La SARL Isirepro est une société commerciale de solutions de reprographie et de bureautique détenue par la SARL Isiconcept Informatique (la société Isiconcept), qui commercialise quant à elle des solutions informatiques.
Le 22 avril 2021, la société Koesio a procédé au rachat de la société Copie Repro, et a repris les salariés de celle-ci.
Reprochant aux sociétés Isirepro et Isiconcept des actes de concurrence déloyale, et notamment le débauchage de certains des anciens salariés de la société Copie Repro dont elle avait repris les contrats, la société Koesio a saisi le président du tribunal de commerce de Besançon d'une requête tendant à la désignation, sur le fondement de l'article 145 du code de procédure civile, d'un commissaire de justice afin de procéder à diverses constatations aux sièges sociaux des sociétés Isirepro et Isiconcept.

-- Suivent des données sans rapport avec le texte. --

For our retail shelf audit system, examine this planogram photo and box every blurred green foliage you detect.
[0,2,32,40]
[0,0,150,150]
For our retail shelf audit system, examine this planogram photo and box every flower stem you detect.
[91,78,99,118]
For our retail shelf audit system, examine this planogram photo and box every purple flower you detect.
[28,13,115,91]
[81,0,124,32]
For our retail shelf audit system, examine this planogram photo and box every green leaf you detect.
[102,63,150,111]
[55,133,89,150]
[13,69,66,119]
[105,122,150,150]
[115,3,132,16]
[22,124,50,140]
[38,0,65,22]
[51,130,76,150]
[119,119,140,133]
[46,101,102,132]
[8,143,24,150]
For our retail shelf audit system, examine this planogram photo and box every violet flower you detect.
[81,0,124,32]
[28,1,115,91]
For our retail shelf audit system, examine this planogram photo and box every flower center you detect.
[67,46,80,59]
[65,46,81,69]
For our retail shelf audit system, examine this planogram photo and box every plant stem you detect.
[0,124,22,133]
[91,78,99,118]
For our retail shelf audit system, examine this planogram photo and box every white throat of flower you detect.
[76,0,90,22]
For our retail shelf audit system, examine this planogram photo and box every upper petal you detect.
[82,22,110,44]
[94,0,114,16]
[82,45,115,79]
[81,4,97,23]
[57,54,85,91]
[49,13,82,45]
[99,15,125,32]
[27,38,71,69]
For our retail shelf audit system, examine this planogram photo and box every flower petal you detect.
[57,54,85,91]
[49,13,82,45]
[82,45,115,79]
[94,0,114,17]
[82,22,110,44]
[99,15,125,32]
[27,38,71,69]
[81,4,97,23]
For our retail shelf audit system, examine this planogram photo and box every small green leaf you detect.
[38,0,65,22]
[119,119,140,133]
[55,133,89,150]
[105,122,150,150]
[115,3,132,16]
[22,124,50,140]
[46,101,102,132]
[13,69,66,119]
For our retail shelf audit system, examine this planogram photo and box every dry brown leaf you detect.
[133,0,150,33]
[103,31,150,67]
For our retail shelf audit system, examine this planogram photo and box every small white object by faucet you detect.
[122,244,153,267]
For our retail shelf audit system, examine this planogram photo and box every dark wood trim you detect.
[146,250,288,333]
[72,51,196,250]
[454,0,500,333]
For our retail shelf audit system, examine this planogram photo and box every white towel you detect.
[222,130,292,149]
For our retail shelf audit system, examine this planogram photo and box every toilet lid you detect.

Par ordonnance du 13 février 2024, le président du tribunal de commerce, au visa de la requête, a :
- désigné la SELARL Lexlegati, huissiers de justice (...) ;
- autorisé l'huissier à se faire assister dans l'exercice de sa mission par un expert informatique indépendant des parties requérantes ;
Avec pour mission :
* se rendre au siège social de la société Isirepro et de la société Isiconcept (...) ;
* laisser l'huissier ainsi que l'expert informatique accéder à la totalité des locaux dont ces sociétés auraient l'usage et la jouissance, et, au besoin dans ses établissements ou annexes situés dans le ressort de leur compétence territoriale ;
* se faire communiquer l'identité de toutes les personnes présentes dans les lieux précités et d'obtenir de celles-ci qu'elles en justifient par tout moyen au besoin par la présentation d'une pièce d'identité ;
* vérifier si Mme [M] [K], M. [B] [L], M. [E] [I] et M. [C] [O] travaillent pour la société Isirepro ou Isiconcept, le cas échéant se faire remettre l'original du contrat de travail les liant à la société Isirepro ou à la société Isiconcept ;
* se faire remettre, ou à défaut de communication spontanée, rechercher l'original afin d'en prendre copie des contrats conclus entre Isirepro et les anciens clients de la société Copie Repro/Koesio ayant résilié leur contrat depuis le 2 juin 2022, à savoir :
* Literie [W]
* Pays des 7 Rivières
* Bati.fr
* Est Emballages
* Mairie de [Localité 3]
* [P] [X]
* SNDRA
* IAD Territoire Digital
* FMA [F] [Z] Automatisme
* [Adresse 6]
* Sielec
* la Roche du Trésor
* office notarial Henri Oechslin
* JPA Conditionnement et Emballage
* Emballage Comtois
* [Adresse 4]
* commune de [Localité 2]
* CPCM
* SNC Pretet
* Ec'Lor Expertise Comptable
* SARL le Pétrin
* [Adresse 7]
* MPG Conseil Expertise
* Maison Cottin
* Seguin Maîtrise d'oeuvre
* INCO
* mairie de [Localité 5]
* Mécano Service 39
* Pépinière Guillaume
- autorisé l'expert informatique à installer tout logiciel ou brancher tout périphérique pour les besoins des opérations, afin de rechercher et se faire remettre :
* les fichiers informatiques et documents comportant dans leur dénomination ou dans leur contenu le terme (en majuscule ou en minuscule) : 'Koesio', 'Burocom', 'Copie Repro', ainsi que les noms des clients cités ci-avant ;
* les messages électroniques présentant dans leur objet ou leur contenu le ou les termes précités sur le logiciel de messagerie des sociétés Isirepro et Isiconcept :
* dans l'hypothèse où les emails ne seraient pas stockés dans un client de messagerie (type Outlook, Outlook Express, Lotus Note, Mail, Mozilla, etc.), de procéder à la consultation de l'historique des sites web consultés sur le dernier mois afin de déterminer l'utilisation d'un Webmail (type Hotmail, Gmail, Yahoo, Orange, etc.)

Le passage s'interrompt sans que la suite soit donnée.